Selfie to the Rescue
AU10TIX, for its part, has a different take. They believe that selfies stop fraud, although they weren’t quite as clear about what stopped a good selfie from becoming a bad selfie.
«The numbers show that deepfake synthetic fraud (variations on document numbers and face pictures) is becoming more common, while verification through selfies has repeatedly proven to deter attempts at identity fraud,» they maintain.
Big Hold Up
Although they were not directly discussing the ins and outs of KYC and due diligence at private banks and wealth managers, there are some interesting takeaways.
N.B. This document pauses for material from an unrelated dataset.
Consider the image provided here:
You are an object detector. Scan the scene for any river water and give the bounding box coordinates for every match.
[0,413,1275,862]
Relationship managers may be put in a position very soon where they will have to ask clients, either on a videoconference call - or over lunch - to take a selfie while holding up a passport or ID card, after which they vouch internally that it is the correct document and likeness.
No Breach Here
As usual, it will be up to management, compliance, and operations to figure out the exact modalities of how that should get done without unintentionally breaching written, or unwritten, etiquette with the client.
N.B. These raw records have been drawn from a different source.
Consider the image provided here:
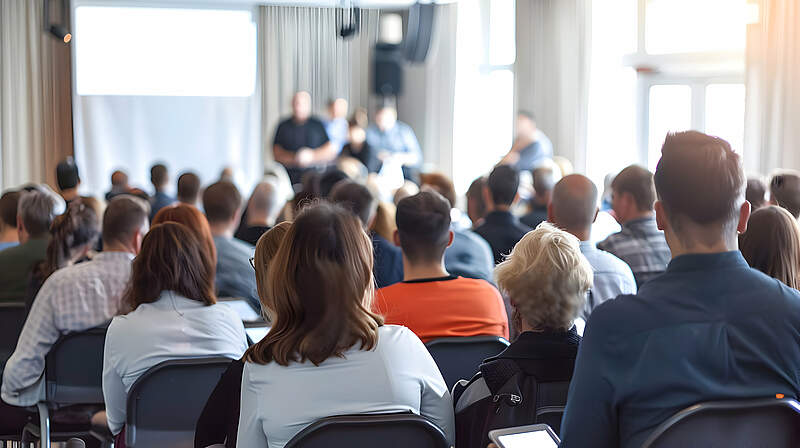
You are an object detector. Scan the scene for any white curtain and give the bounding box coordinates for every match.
[258,6,378,160]
[744,0,800,174]
[0,0,72,189]
[514,0,592,172]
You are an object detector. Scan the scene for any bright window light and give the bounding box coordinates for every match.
[74,6,257,97]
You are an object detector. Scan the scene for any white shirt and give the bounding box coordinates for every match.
[103,291,247,434]
[236,325,455,448]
Already, that sounds like it entails an entirely new internal process document chock full of flow charts and attractively placed little sidebars listing key dos and don’ts – and a nice little form at the end in the appendix where the bankers are asked to sign their name in figurative blood, testifying that the image and the document is a true likeness of the client they know.
Free Selfie Sticks
But that is probably overthinking the current banking reality.
Still, if you are a senior executive, the branch manager, or the COO, you better get comfortable with the thought of giving your private bankers free selfie sticks.